Erdoğan ve Trump görüşmesini değerlendiren HDP Onursal Başkanı Kürkçü, ‘Trump ortak basın toplantısında Mazlum Kobane’yi ve DSG’yi ‘terörist’ olarak niteleme önerisini geri çevirdi’ dedi
Ferhat Çelik /İstanbul-MA
Cumhurbaşkanı Tayyip Erdoğan ile ABD Başkanı Donald Trump, Kuzey ve Doğu Suriye gündemiyle 13 Kasım’da Washington’da bir araya geldi. Halkların Demokratik Partisi (HDP) Onursal Başkanı Ertuğrul Kürkçü, üzerinde çok konuşulan bu görüşmeyi ve olası yansımalarını yorumladı. Trump’ın ABD kurumlarını bypass ederek Erdoğan ile sürdürdüğü özel ilişkilerin toplantıda tekrar dile geldiğini dile getiren Kürkçü, Türkiye’nin Kuzey ve Doğu Suriye’deki saldırısının ABD’de yarattığı öfkeye rağmen, Trump’ın Erdoğan’la bu şekilde ilişkiyi sürdürmekte kararlı göründüğünü belirtti.

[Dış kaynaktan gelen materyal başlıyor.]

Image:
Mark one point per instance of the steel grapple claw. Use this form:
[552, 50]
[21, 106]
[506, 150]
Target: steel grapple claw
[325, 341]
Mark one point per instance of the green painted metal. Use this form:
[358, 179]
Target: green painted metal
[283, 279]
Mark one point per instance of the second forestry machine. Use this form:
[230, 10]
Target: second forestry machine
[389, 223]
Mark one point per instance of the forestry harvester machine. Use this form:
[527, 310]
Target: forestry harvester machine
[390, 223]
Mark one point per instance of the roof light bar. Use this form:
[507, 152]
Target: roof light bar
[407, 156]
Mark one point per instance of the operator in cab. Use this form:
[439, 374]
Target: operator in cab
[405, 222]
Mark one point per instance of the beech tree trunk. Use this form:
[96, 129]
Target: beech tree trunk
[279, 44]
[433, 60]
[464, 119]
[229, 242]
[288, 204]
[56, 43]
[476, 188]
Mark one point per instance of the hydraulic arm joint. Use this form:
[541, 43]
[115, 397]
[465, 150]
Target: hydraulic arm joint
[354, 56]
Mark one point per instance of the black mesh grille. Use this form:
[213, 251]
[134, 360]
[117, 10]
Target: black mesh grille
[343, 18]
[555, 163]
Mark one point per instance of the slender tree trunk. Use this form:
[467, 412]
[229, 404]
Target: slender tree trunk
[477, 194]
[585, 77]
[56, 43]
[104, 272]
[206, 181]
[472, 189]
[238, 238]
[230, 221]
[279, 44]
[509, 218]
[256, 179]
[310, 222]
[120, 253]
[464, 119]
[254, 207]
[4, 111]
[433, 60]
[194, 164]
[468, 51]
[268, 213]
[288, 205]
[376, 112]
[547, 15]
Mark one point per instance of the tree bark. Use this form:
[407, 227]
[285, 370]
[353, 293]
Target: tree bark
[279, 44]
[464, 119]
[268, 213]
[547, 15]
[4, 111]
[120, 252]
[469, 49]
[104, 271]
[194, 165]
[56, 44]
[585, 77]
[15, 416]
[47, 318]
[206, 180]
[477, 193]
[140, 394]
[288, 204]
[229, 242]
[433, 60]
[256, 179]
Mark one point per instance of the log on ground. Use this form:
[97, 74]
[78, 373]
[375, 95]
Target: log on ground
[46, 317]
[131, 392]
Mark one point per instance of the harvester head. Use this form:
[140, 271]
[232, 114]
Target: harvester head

‘Özel çıkarlar ağır basıyor’
Kürkçü, ABD ve Türkiye arasında yapılan ateşkes anlaşmasına rağmen, TSK ve denetimindeki grupların Rojava’ya dönük saldırıların sürmesine de işaret etti. Kürkçü, bu konuda şunları belirtti: “Trump’ın bu konuda ateşkes ihlallerinin üzerini örtücü, mutabakatı belirsizleştirici bir tutum takındığını söyleyebilirim. Trump ortak basın toplantısında kendisine sorulan sorular üzerinden Mazlum Kobane’yi ve DSG’yi ‘terörist’ olarak niteleme önerisini geri çevirdi. Kürtlerle ilişkilerinin iyi olduğunu ve görüşmeye devam edeceklerini söyledi. Fakat öte yandan Senato ve Temsilciler Meclisi kararlarına rağmen, Türkiye’yi Suriye’de sürdürdüğü operasyonlar dolayısıyla da kınamamayı seçti. Trump’ın önümüzdeki Başkanlık seçimleri için Erdoğan’ın özel desteğini sağlama peşinde koştuğunu düşündürten belirtiler var.” Kürkçü, Türkiye’nin ABD ile görüşmesine ve yaşanan diğer gelişmelere Rusya’nın tepkisiz kalmayacağını da vurguladı. Suriye rejiminin, İdlib’in bazı bölgelerinde operasyona başlamasının ABD-Türkiye yakınlaşmasına dolaylı bir yanıt olduğu görüşünde. Kürkçü, “Türkiye S-400’leri satın almaktan vazgeçecek olursa Rusya ile tüm ilişkilerini tartışmaya açacaktır. Fakat Ruslar için de masadan tamamen kalkmaktansa durumun sürüncemede kalması kısa vadede büyük bir sorun olmayabilir. Şu ana kadar Türkiye hem S-400 hem de F-35 ve Patriot’ların alıcısı olarak elindeki pazarlık gücünü kullanabildiği kadar kullandı. Bu sonsuza kadar süremez. Fakat ipin nerede kopacağını ben de merak ediyorum” diye belirtti.
‘Rusya’nın tutumu önemli’
DSG’nin izledikleri uluslararası siyaseti devam ettirmesi gerektiğinin altını da çizen Kürkçü, “QSD’nin kamuoyu önündeki teşhir, açıklama, anlatma, hak talebi iddialarının arkasında sıkıca durmasının son derece önemli olduğunu düşünüyorum. Gerek halklar gerekse hükümetler nezdinde bu sonuncu operasyon da dahil olmak üzere Rojava’da süregiden istila hareketlerini teşhir etme ve kamuoyu gündeminde tutma çabaları şu ana kadar çok iyi sonuç verdi. Bu çabaları aynen sürdürmekte fayda var. Fakat bence kritik mesele Rusya’nın tutumudur. Rusya’nın Kürtlerin Suriye’deki hakları ve müzakere masadaki yerleri konusunda özellikle ABD ile olan çekişme ve rekabeti dolayısıyla neredeyse Türkiye ile örtüşen tutumunu değiştirebilmek en önemli diplomatik mesele. Bu bence Rojava’nın karşısında duran en ciddi sorundur” dedi.